長栄君が「それじゃあチョとだけ車を使わしてほしい」と頼んだが、それも断られた。金も払わぬ車も貸さないでは、人の情けも無い人だと私は思った。後にブラジルでこの上原長栄君が來伯することを耳にして、まるで恋人でも待つように胸を躍らせた。再会の当日は仕事も休んで、まだ自家用車も持たない身分、トラックを走らせて彼に会いに行った。
本当に久しぶりに会えた長栄君と一緒にいた時間は、なつかしさいっぱいで、沖縄に居る様な気がした。長栄君は私にとってそんな竹馬の友だったのだ。上原小太郎さんは洗濯屋開業の際に照屋幸栄さんからお金を借りていた。
ところがある日、幸栄さんがブラジルに移住するとの話をきいて出発前夜に駆けつけた。プレゼントを携えて、義理ある幸栄さんにせめてお別れの言葉でもと思って彼の家をたずねたのだ。
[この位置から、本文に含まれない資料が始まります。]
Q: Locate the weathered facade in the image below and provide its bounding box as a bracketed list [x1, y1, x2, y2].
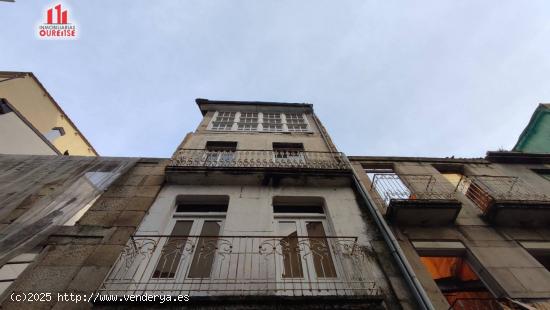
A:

ところが声をかけても幸栄さんが見えないので、尋ねてみると、幸栄さん昨日ブラジルへ発ったということだった。日にちを間違え一日遅れで挨拶に出向いた小太郎さんは驚いて、恥ずかしさと自分のふがいなさで穴があったら隠れたいほどだったと語っていた。
そんなことから、ブラジルで沖縄人の移民を受け入れていると言う話を聞いた。急激な人口増加にくわえて、沖縄にはあまり将来性をもてなかったので、御先祖様が残してくださった財産を処分して旅費をつくり、すでに向こうで生活していた三人の兄達の呼び寄せ移民としてブラジルへ渡ることにした。